胡蝶の舞の素性(前篇)http://kalanchoideae.blog.so-net.ne.jp/2014-01-18

さて、このグループも構成種を変種レベルで列挙する。変種の中には現在の分類上シノニムとされているものも含むが、区別できそうなものを残した。
・Kalanchoe fedtschenkoi
     Kalanchoe fedtschenkoi var. fedtschenkoi
     Kalanchoe fedtschenkoi var. isalensis
・Kalanchoe laxiflora
     Kalanchoe laxiflora ssp. violacea 
     Kalanchoe laxiflora ssp. stipitata
     Kalanchoe laxiflora ssp. subpeltata
・Kalanchoe marnieriana
・Kalanchoe serrata
・Kalanchoe waldheimii
・Kalanchoe tenuiflora
・Kalanchoe ×lokarana
--------------------------------------------------------------------------------
・Kalanchoe rosei
     Kalanchoe rosei ssp. rosei
     Kalanchoe rosei ssp. serratifolia
     Kalanchoe rosei ssp. variifolia 
     Kalanchoe rosei var. seyrigii
・Kalanchoe ×richaudii

 これを大きく2つに分けると上記の点線から上に挙げたfedtschenkoiやlaxifloraタイプの広い葉を持つグループと点線から下の葉身が細めなroseiグループに分かれる。後者は最近大規模な分類学的な見直しが行われるようなので、後回しにして前者の概観をまとめてみたい。
 このfedtschenkoiのグループは上に挙げたように雑種起源のものも含めて7種+変種が記載されている。この他にも未記載種と思しきものや区別可能な変種あるいは品種として扱えるものが知られる。

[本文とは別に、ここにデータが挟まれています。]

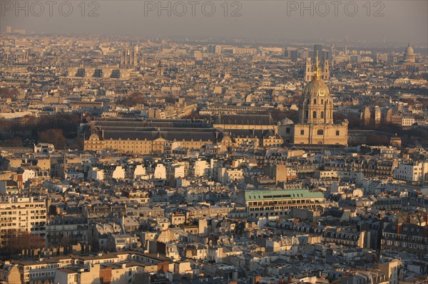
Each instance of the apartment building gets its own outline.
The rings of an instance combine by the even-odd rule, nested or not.
[[[0,201],[0,246],[7,245],[8,235],[28,232],[44,237],[46,201],[41,198],[4,196]]]

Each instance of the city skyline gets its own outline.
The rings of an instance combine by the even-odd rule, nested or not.
[[[2,2],[1,26],[11,26],[28,32],[295,41],[335,38],[372,43],[404,41],[428,45],[425,13],[428,4],[423,1],[371,1],[368,5],[347,1],[338,1],[340,4],[337,6],[325,1],[322,2],[327,5],[305,1],[302,6],[300,2],[295,2],[297,7],[295,1],[263,1],[262,6],[262,1],[215,1],[198,2],[200,9],[199,4],[192,6],[180,2],[184,4],[179,6],[168,1],[162,2],[165,6],[151,1],[128,1],[129,5],[121,5],[107,1],[95,1],[97,4],[93,6],[90,4],[92,2],[83,1],[79,6],[76,2],[69,2],[71,6],[60,6],[63,2],[58,2],[58,6],[52,7],[46,4],[31,6],[32,2]],[[195,16],[192,16],[192,11]],[[237,15],[233,13],[235,11]],[[117,20],[111,21],[115,18]]]

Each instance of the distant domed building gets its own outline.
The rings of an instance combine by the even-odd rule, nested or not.
[[[403,57],[404,62],[414,63],[416,56],[414,55],[414,51],[413,51],[413,48],[410,46],[410,43],[409,43],[409,45],[406,48],[406,51],[404,52]]]
[[[333,102],[320,75],[317,56],[314,74],[302,93],[299,122],[292,126],[294,144],[347,145],[348,122],[333,122]]]

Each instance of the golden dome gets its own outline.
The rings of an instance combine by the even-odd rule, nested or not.
[[[409,46],[407,46],[404,53],[408,56],[412,56],[414,54],[414,51],[413,51],[413,48],[410,46],[410,43],[409,43]]]
[[[327,85],[321,79],[313,78],[312,81],[305,86],[302,95],[305,97],[325,97],[330,95],[330,91]]]

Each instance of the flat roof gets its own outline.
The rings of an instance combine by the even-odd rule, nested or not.
[[[313,192],[307,189],[245,190],[246,201],[273,199],[302,199],[323,198],[322,192]]]

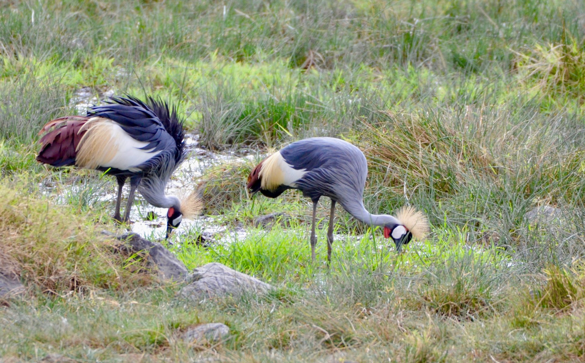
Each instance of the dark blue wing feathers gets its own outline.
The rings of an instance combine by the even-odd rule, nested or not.
[[[104,105],[91,108],[87,116],[115,122],[134,139],[149,143],[140,148],[142,150],[171,153],[176,165],[185,158],[183,121],[179,119],[176,109],[169,110],[168,105],[160,99],[149,97],[146,103],[131,96],[111,97]],[[142,166],[154,166],[161,157],[153,158]]]
[[[308,171],[295,182],[305,196],[316,200],[325,195],[339,202],[346,196],[361,198],[367,164],[363,153],[349,143],[314,137],[292,143],[280,153],[295,169]]]

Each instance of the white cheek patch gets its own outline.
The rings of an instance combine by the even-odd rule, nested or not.
[[[406,228],[404,226],[398,226],[392,230],[392,238],[400,240],[406,234]]]
[[[178,226],[178,224],[181,223],[181,219],[183,219],[183,216],[179,216],[177,218],[173,219],[173,222],[171,222],[171,224],[172,224],[173,226]]]

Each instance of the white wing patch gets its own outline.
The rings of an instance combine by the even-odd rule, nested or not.
[[[77,164],[89,169],[98,167],[140,171],[136,167],[154,157],[160,151],[140,150],[148,145],[126,133],[118,123],[103,117],[90,119],[80,130],[87,132],[77,146]]]
[[[307,170],[295,169],[284,160],[284,158],[283,157],[280,153],[278,153],[278,155],[280,155],[278,164],[280,169],[283,171],[283,184],[294,188],[297,186],[295,182],[302,178],[302,176],[307,174]]]

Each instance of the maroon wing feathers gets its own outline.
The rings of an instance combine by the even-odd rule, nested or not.
[[[79,130],[90,117],[81,116],[69,116],[55,119],[47,122],[39,132],[39,134],[48,132],[39,141],[41,150],[36,160],[54,167],[74,165],[75,150],[85,131]]]
[[[251,189],[252,193],[256,193],[260,190],[260,186],[262,184],[261,179],[260,178],[260,171],[262,169],[262,163],[264,161],[260,162],[260,164],[257,165],[252,172],[250,173],[248,175],[248,189]]]

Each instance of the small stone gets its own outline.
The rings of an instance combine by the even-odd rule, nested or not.
[[[281,224],[290,226],[290,216],[281,212],[276,212],[264,216],[259,216],[254,219],[254,226],[262,226],[267,229],[270,229],[274,223],[278,222]]]
[[[133,252],[144,251],[148,254],[147,260],[156,265],[159,275],[163,279],[184,280],[187,276],[187,267],[162,244],[145,240],[140,235],[129,233],[116,237],[128,243]],[[123,248],[119,248],[123,251]]]
[[[545,205],[532,208],[526,213],[526,218],[530,223],[535,222],[551,222],[560,220],[563,217],[563,210]]]
[[[0,272],[0,299],[11,298],[24,291],[25,286],[16,274]]]
[[[216,343],[229,334],[229,327],[221,323],[201,324],[187,329],[181,338],[188,343]]]
[[[183,287],[179,295],[198,301],[214,296],[263,293],[272,288],[256,278],[218,262],[211,262],[195,268],[188,281],[191,282]]]

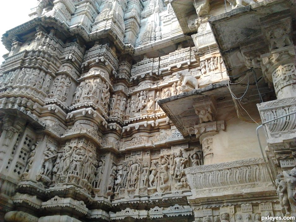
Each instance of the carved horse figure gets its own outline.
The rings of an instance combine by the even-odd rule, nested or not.
[[[191,73],[188,71],[182,70],[177,73],[177,78],[180,80],[183,79],[182,86],[184,87],[188,83],[189,85],[193,87],[195,89],[198,89],[198,82]]]
[[[227,0],[227,1],[229,2],[233,9],[256,3],[253,0]]]

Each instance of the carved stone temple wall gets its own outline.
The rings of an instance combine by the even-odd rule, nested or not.
[[[296,111],[294,2],[36,2],[2,39],[0,221],[296,216],[296,114],[256,133]]]

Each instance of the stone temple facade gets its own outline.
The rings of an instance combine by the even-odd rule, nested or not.
[[[0,220],[296,216],[294,1],[38,0],[29,16],[2,38]]]

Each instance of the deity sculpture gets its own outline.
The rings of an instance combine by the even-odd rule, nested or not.
[[[120,111],[120,113],[122,113],[123,114],[124,113],[126,106],[126,99],[125,98],[123,98],[121,100],[121,101],[120,102],[120,106],[119,108],[119,109]]]
[[[147,105],[147,112],[149,113],[150,113],[153,109],[153,104],[154,104],[154,98],[152,95],[150,95],[148,97],[149,102]]]
[[[114,190],[115,192],[118,192],[120,188],[120,185],[121,184],[121,180],[122,179],[122,167],[121,166],[117,171],[116,179],[114,181]]]
[[[173,178],[178,178],[180,177],[181,171],[185,168],[185,163],[187,160],[182,157],[182,153],[181,150],[177,152],[177,156],[174,159],[173,169],[174,169]]]
[[[77,101],[79,101],[81,95],[82,95],[83,88],[83,86],[81,85],[78,86],[76,89],[75,91],[75,100]]]
[[[65,155],[62,158],[64,164],[63,166],[62,171],[62,169],[60,169],[62,174],[65,175],[67,173],[68,169],[70,167],[71,163],[71,157],[74,150],[74,147],[72,148],[68,147],[66,148],[66,152],[65,153]]]
[[[296,211],[296,200],[294,198],[294,193],[296,187],[296,166],[289,171],[284,171],[283,174],[287,184],[288,198],[290,202],[291,211]]]
[[[110,110],[111,111],[113,111],[114,109],[116,100],[115,95],[112,95],[111,98],[110,99]]]
[[[289,46],[292,44],[287,34],[283,28],[276,28],[273,30],[270,40],[270,47],[273,49]]]
[[[82,178],[89,180],[89,176],[90,175],[92,164],[93,163],[93,154],[91,152],[89,153],[86,153],[83,163],[83,171],[82,172]]]
[[[217,69],[218,64],[218,60],[215,61],[213,58],[211,58],[211,60],[209,62],[208,65],[209,72],[211,71],[213,71]]]
[[[218,216],[214,217],[214,222],[220,222],[220,218]]]
[[[52,180],[56,180],[56,175],[57,173],[60,168],[60,164],[61,162],[61,159],[62,156],[62,154],[61,153],[58,153],[55,162],[55,164],[52,168]]]
[[[31,74],[31,69],[28,69],[26,71],[26,75],[23,79],[23,84],[26,84],[29,81]]]
[[[228,213],[224,213],[221,215],[221,222],[229,222],[229,216]]]
[[[83,153],[79,148],[74,150],[74,154],[72,158],[72,162],[69,174],[79,176],[80,174],[82,162],[83,161]]]
[[[141,174],[140,186],[146,187],[147,182],[148,181],[148,171],[149,170],[148,163],[146,162],[144,163],[143,166]]]
[[[245,216],[244,222],[252,222],[252,217],[251,214],[247,214]]]
[[[43,158],[43,165],[44,166],[44,175],[50,177],[53,164],[53,161],[57,154],[54,154],[55,148],[50,146],[48,147],[43,153],[44,157]]]
[[[177,72],[177,78],[182,80],[182,85],[180,89],[182,91],[191,91],[192,89],[198,89],[198,82],[195,77],[193,76],[191,73],[185,70],[182,70]],[[193,87],[191,88],[188,85]],[[187,89],[188,88],[189,89]]]
[[[254,222],[259,222],[261,221],[261,216],[258,214],[256,214],[255,215]]]
[[[127,118],[129,118],[130,113],[131,112],[131,100],[129,99],[128,100],[128,103],[126,105],[126,109],[125,110],[125,116]]]
[[[24,172],[27,172],[29,173],[32,166],[32,163],[34,161],[34,156],[35,155],[35,152],[36,147],[39,144],[39,142],[37,141],[34,144],[31,148],[31,153],[29,155],[29,158],[27,161],[27,166],[24,171]]]
[[[156,160],[153,160],[151,163],[149,171],[151,171],[148,177],[149,185],[150,187],[155,186],[157,183],[156,175],[157,173],[157,165],[158,163]]]
[[[24,75],[25,75],[26,72],[26,69],[25,68],[23,68],[20,72],[19,75],[19,77],[16,80],[16,84],[18,84],[20,82],[22,78],[24,77]]]
[[[162,90],[162,98],[163,99],[168,98],[171,96],[171,90],[169,89],[163,89]]]
[[[196,166],[201,165],[201,157],[197,153],[193,153],[191,155],[189,155],[189,158],[192,163],[192,166]]]
[[[168,180],[168,174],[167,171],[169,162],[168,158],[166,155],[164,156],[164,158],[159,164],[159,172],[160,177],[160,185],[164,185]]]
[[[105,161],[104,160],[101,159],[99,162],[99,167],[96,169],[96,177],[95,178],[95,181],[93,183],[93,187],[98,188],[104,173],[104,167],[105,165]]]
[[[155,98],[155,112],[159,112],[160,110],[160,107],[158,104],[158,101],[161,99],[160,98],[160,94],[159,92],[157,92],[156,93],[156,98]]]
[[[213,112],[210,107],[208,108],[207,110],[204,109],[202,109],[200,111],[195,109],[195,112],[199,118],[200,123],[214,121],[212,116]]]
[[[137,163],[136,158],[132,159],[132,164],[130,167],[128,175],[128,183],[129,188],[137,188],[139,166]]]
[[[66,80],[66,82],[65,83],[65,86],[64,87],[64,88],[63,89],[63,91],[62,92],[62,96],[66,97],[68,93],[69,92],[69,88],[71,85],[71,80],[70,78],[68,78]]]
[[[200,71],[202,74],[204,74],[207,72],[207,66],[204,61],[200,63]]]
[[[120,184],[122,188],[125,187],[127,181],[128,180],[128,168],[126,166],[124,165],[123,167],[122,179]]]
[[[177,90],[177,95],[182,93],[182,91],[181,90],[181,86],[182,86],[182,82],[181,82],[181,80],[179,80],[177,82],[177,87],[176,87]]]
[[[178,91],[177,90],[177,84],[176,82],[174,82],[172,86],[172,93],[173,95],[176,95]]]
[[[114,166],[111,168],[111,173],[110,174],[110,177],[109,178],[109,181],[108,182],[108,185],[107,186],[107,190],[111,191],[110,192],[113,194],[112,192],[113,187],[114,185],[114,182],[115,178],[116,178],[117,173],[116,170],[117,167],[116,166]]]
[[[24,79],[25,79],[24,78]],[[56,90],[57,87],[58,85],[59,85],[59,82],[60,82],[60,79],[58,78],[57,78],[52,83],[52,88],[50,91],[51,93],[52,94],[54,94],[56,92]]]

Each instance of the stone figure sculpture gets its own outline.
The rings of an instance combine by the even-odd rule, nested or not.
[[[271,36],[270,42],[271,49],[279,48],[292,44],[282,27],[276,28],[269,34]]]
[[[181,171],[185,168],[185,164],[187,160],[182,156],[182,153],[181,150],[177,152],[177,157],[174,159],[173,164],[173,169],[174,174],[173,177],[177,178],[180,177]]]
[[[151,166],[149,169],[149,171],[151,171],[148,177],[149,185],[150,187],[155,186],[156,184],[157,184],[156,175],[157,173],[158,164],[158,163],[156,161],[153,161],[151,163]]]
[[[141,174],[140,187],[147,187],[147,183],[148,181],[148,172],[149,170],[148,163],[145,162],[143,164]]]
[[[252,0],[227,0],[227,1],[229,2],[232,9],[244,7],[245,5],[250,5],[255,3]]]
[[[37,141],[31,148],[31,152],[30,153],[30,155],[27,161],[27,166],[26,166],[26,168],[24,171],[24,173],[27,173],[28,174],[30,171],[32,166],[32,163],[34,161],[34,156],[35,155],[35,152],[36,152],[36,148],[39,145],[39,142]],[[24,174],[24,173],[23,173]]]
[[[137,159],[135,158],[132,159],[132,164],[130,167],[128,175],[128,188],[137,188],[138,180],[139,179],[139,164],[137,163]]]
[[[160,177],[159,180],[159,187],[162,188],[162,189],[163,191],[167,189],[167,188],[166,188],[166,186],[164,185],[166,185],[165,184],[165,183],[168,180],[168,174],[167,171],[168,168],[168,164],[169,163],[168,158],[166,155],[164,156],[163,158],[163,159],[159,164],[159,177]],[[168,186],[167,187],[168,187]]]
[[[110,111],[113,111],[114,110],[116,101],[116,98],[115,97],[115,95],[112,95],[111,98],[110,99]]]
[[[244,222],[252,222],[252,217],[251,214],[249,213],[246,214]]]
[[[62,159],[63,160],[64,165],[63,166],[62,171],[61,169],[61,174],[65,175],[68,173],[71,163],[71,157],[74,150],[74,147],[72,148],[68,147],[66,148],[66,152],[65,153],[65,156],[63,156]]]
[[[229,215],[224,213],[221,215],[221,222],[229,222]]]
[[[60,168],[61,159],[62,156],[62,154],[61,153],[58,153],[54,165],[52,168],[52,180],[54,181],[56,180],[56,175],[59,171]]]
[[[128,167],[126,166],[123,166],[122,171],[122,179],[120,187],[122,188],[124,188],[126,185],[128,180]]]
[[[290,214],[290,203],[288,199],[287,185],[285,181],[281,178],[282,175],[282,174],[278,175],[277,178],[276,180],[275,184],[277,186],[276,193],[280,199],[282,211],[284,209],[286,214]]]
[[[100,184],[103,178],[105,165],[105,161],[103,159],[101,159],[99,162],[99,167],[97,169],[96,172],[96,177],[93,183],[94,187],[99,188],[100,186]]]
[[[195,109],[195,112],[199,118],[200,123],[214,121],[213,112],[210,107],[209,107],[207,110],[204,109],[202,109],[200,111]]]
[[[291,211],[296,211],[296,200],[294,198],[294,192],[296,187],[296,167],[289,171],[284,171],[283,174],[287,184],[288,198],[290,202]]]
[[[117,174],[116,170],[117,167],[116,166],[113,166],[111,169],[111,173],[110,174],[108,185],[107,186],[107,196],[111,196],[114,194],[112,190],[114,185],[115,178],[116,178]]]
[[[192,163],[193,166],[196,166],[201,165],[201,157],[197,153],[189,155],[189,158]]]

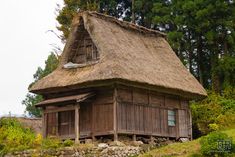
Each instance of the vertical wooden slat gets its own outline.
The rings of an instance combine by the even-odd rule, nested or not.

 では先ずショップなどを見る限り最も普及していると思われるフェッシェンコイK. fedtschenkoi(よくフェドチェンコイと呼ばれている)から話を始めたい。本来なら胡蝶の舞の和名が与えられているラクシフローラK. laxifloraから始めてもよいのだが、この種を売っているのは殆ど見たことがないのだ。街の植え込みや他人のブログではたまに見かけるのだが、最近は流通していないのだろうか。
 一方フェッシェンコイはよく販売されているのを見かける。胡蝶の舞錦はK. fedtschenkoiの斑入りであるし、“リンリン”という名称(商品名?)のカランコエもK. fedtschenkoiである。ミニ多肉や多肉の寄せ植えとして売られていることも多い。
 嘆かわしいことに、今やフェッシェンコイが「胡蝶の舞」として認識されているようだ。以前述べた唐印やコダカラベンケイ(シコロベンケイ)と同様の現象だ。個人的にこういうことは嫌いなので、当ブログでも遺憾の意を表したい。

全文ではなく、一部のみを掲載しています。